Funflow is a workflow management tool. It turns out that workflow management tools and build tools are closely related. So if you’re more familiar with the latter, this post might be of interest to you. We’ll be illustrating some of Funflow’s features by implementing Make on top.
All the code for this example as well as some documentation can be found here.
Today’s example: Make
Our example is a simple version of GNU’s Make restricted to building C files (though it could be generalized). It takes a makefile that looks like this
source-files: main.cpp factorial.cpp hello.cpp functions.h
hello: main.o factorial.o hello.o functions.h
g++ main.o factorial.o hello.o -o hello
main.o: main.cpp functions.h
g++ -c main.cpp
factorial.o: factorial.cpp functions.h
g++ -c factorial.cpp
hello.o: hello.cpp functions.h
g++ -c hello.cpp
and can build the hello
executable:
$ ls
factorial.cpp functions.h hello.cpp main.cpp makefile
$ stack exec makefile-tool
$ ./hello
Hello World!
The factorial of 5 is 120
Because we used Funflow, our tool has several desirable properties, both of the tool and of the code itself:
- No repeated builds: If we’ve built something before, we don’t build it again. Period.
With
make
, if you make a tiny change and find out it isn’t what you want, when you revert backmake
will rebuild something it had built before. Our tool won’t. - Enforced target dependencies: We build each target file in a docker container
with exactly the dependencies listed in the
Makefile
. There’s no opportunity for hidden dependencies or hidden requirements on the environment. Further, such ‘hidden’ preconditions are caught early and flagged making it easy to fix theMakefile
. - Clean Sequencing Code: The function that makes a target file sequences
file processing, recursive calls for making the dependencies of the given target,
and running docker containers. Usually, this sequencing is messy
and difficult to follow.
With Funflow, however, we can inject these various forms of
computation into
Flow
s and sequence them seamlessly with arrow notation. - Concise Code: Because of the abstractions Funflow provides, we can focus on the essential algorithm and get some efficiency & safety for free.
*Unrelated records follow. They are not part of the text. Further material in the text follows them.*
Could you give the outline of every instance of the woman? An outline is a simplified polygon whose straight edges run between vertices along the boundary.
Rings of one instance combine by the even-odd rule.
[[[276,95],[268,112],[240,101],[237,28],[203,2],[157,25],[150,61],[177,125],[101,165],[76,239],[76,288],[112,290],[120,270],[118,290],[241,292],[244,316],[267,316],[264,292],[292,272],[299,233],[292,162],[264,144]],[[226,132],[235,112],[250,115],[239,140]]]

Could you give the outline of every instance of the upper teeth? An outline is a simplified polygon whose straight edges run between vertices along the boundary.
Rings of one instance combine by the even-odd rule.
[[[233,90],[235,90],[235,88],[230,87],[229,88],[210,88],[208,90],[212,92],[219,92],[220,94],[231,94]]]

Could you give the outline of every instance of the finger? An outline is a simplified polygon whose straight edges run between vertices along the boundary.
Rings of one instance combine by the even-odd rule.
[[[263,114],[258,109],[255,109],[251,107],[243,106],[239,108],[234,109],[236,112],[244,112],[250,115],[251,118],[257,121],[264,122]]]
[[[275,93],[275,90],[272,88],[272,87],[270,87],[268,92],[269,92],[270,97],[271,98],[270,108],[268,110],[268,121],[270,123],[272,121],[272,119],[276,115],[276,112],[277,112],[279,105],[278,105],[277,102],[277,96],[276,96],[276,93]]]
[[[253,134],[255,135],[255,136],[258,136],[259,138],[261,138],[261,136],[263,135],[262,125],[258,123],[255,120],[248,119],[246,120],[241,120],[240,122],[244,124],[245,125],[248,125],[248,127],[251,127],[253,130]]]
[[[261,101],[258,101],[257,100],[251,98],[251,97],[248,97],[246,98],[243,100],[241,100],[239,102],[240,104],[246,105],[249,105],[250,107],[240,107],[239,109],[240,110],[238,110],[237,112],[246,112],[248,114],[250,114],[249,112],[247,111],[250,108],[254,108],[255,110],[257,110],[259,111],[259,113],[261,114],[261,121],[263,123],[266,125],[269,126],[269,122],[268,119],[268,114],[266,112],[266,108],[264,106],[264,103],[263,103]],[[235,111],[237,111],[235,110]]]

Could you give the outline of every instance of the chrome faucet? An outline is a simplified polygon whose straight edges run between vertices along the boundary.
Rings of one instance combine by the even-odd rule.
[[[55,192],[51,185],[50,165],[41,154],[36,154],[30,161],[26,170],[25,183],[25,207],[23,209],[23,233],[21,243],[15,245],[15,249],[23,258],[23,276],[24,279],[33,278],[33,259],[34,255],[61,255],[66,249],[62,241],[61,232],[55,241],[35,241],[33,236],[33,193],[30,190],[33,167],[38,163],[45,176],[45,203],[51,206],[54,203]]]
No Repeat Builds: CAS Gives Us Free Dynamic Programming
The essential function is buildTarget
which, given a Makefile
and a specific rule in that Makefile
, creates a flow to build the
target specified by that rule. A rule specifies a target file by
a list of file dependencies and a command to build that target file.
Each dependency is either a source file or itself a target file.
Here is a slightly simplified version of that function:
-- For readability, we introduce a type alias for Flow
type a ==> b = Flow a b
buildTarget :: MakeFile -> MakeRule -> (() ==> (Content File))
buildTarget mkfile target@(MakeRule targetNm deps cmd) = proc _ -> do
-- 1) Get source file contents
contentSrcFiles <- grabSrcsFlow -< neededSources
-- 2) Zip these with the names of each source file
let fullSrcFiles = Map.fromList $ zip neededSources contentSrcFiles
-- 3) Recursively build all dependent targets
depFiles <- flowJoin depTargetFlows -< (replicate countDepFlows ())
-- 4) Compile this file given
-- a) the name of the target
-- b) the dependencies that are source files
-- c) the dependencies that were targets
-- d) the gcc command to execute
compiledFile <- compileFile -< (targetNm, fullSrcFiles, depFiles,cmd)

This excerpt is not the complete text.